WHEN Brian White was five he saw the film “Zulu” at the old ABC Cinema in Bolton and it changed his life.

“I knew that I wanted to go there,” recalled Brian, now 59. “I loved everything about it – the land, the people. I knew I had to visit Africa.”

So, when Brian was in his early 20s, he travelled extensively in Africa, kick-starting a life-long love of the country, of travel and of photography.

Today, his images are not only well-known in Bolton but everywhere that people appreciates riveting pictures.

Brian was born in Bolton; he went to Brandwood Street Primary School and the old Deane Base School. He left at 16 to take up an engineering apprenticeship but his heart had long ago been set a course in life: he wanted to be an explorer.

After “Zulu” had opened his young eyes to the wonders of the world out there, books told him about the men who opened up new continents. People like David Livingstone and Henry Morton Stanley captured Brian’s imagination. “Thoe Victorian explorers were truly amazing people,” he enthused. “They went with little equipment and no real knowledge of the areas and there were many deaths.”

He developed an interest in photography after travelling around Spain in a converted Seddon transit van at 19. Back home, he took evening classes for his City & Guilds in the subject.
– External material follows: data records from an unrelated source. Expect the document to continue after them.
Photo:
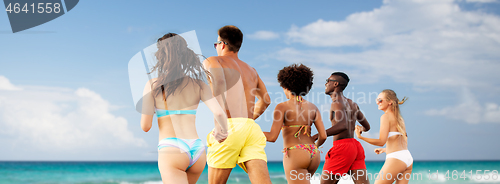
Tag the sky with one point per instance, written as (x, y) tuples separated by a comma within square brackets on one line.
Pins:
[(66, 93)]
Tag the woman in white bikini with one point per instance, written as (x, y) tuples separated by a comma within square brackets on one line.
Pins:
[(398, 161)]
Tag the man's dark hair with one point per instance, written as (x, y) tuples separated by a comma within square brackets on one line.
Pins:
[(296, 78), (342, 84), (233, 36)]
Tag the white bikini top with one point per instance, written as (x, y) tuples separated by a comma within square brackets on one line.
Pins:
[(393, 134)]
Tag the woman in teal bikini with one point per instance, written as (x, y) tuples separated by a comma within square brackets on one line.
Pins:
[(296, 117), (175, 96)]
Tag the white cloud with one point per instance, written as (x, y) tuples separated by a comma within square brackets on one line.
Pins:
[(55, 120), (264, 35), (6, 85), (432, 44), (470, 110)]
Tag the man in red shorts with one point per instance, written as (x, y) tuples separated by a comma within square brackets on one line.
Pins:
[(347, 156)]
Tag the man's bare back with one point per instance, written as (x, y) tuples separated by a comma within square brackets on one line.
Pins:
[(348, 109), (242, 84)]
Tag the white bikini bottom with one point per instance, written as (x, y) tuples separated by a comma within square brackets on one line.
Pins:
[(403, 155)]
At 21, he resumed his travels. This time, Brian and some friends travelled in a modified double-decker bus further afield but the outbreak of the Iraq-Iran war changed their plans. Brian carried on his world travels alone, his small Pentax K100 camera never far from his side.

This trip was the first of many. During his travels he has traced the source of the Mekong River through South-east Asia and the source of the Nile through Egypt. Everywhere he has gone, Brian has photographed people, places and wildlife.

He has taken photos of gorillas in Rwanda. In Nepal and India, he photographed lions – and narrowly missed being “snapped” himself by a giant crocodile.

Brian has followed Livingstone’s footsteps in Africa, from Cape Town to the Kalahari Desert and to the sand dunes of Namibia. His gentle lens has captured the images of the nomadic Himba tribe and Masai warriors.

He has crossed continents by van, bus, train, river steamer, by camel and donkey. On the final day of an 8,000 mile journey across Africa, he fell off the roof of his Land Rover and shattered a bone in his arm – returning home with a metal plate embedded there.

Wherever he has gone, Brian’s trademark eye for a picture and his patience have brought him fabulous pictures to adorn exhibitions or take prizes in Bolton Camera Club competitions.

“There are really only three things important in photography,” he explained. “Subject, composition and light. You get those right and you’ll be fine.”

Brian, of course, also has that special magic that real photographers have which allow them to capture a single moment that encapsulates an animal, a person or a view. It is revealed in the steely gaze of a magnificent leopard, in the predatory blinkered look of a crocodile or of a photo of an unblinking gorilla.

Some of Brian’s many images are currently on view in an exhibition in Waterstone’s bookshop in Bolton town centre until October 20. Brian also gives talks to organisations, tracing not only his travels and photos but also the military history of far-flung battlefields. “I’d actually like to do more lecturing now as I really enjoy it,” he stated.

These days, Brian has also curtailed his travels to take in places closer to home. “I’ve just been up to the Orkneys to photograph the hen harriers, for example,” he added.

But wherever Brian and his camera go next, one thing is certain: his memories will always be picture-perfect.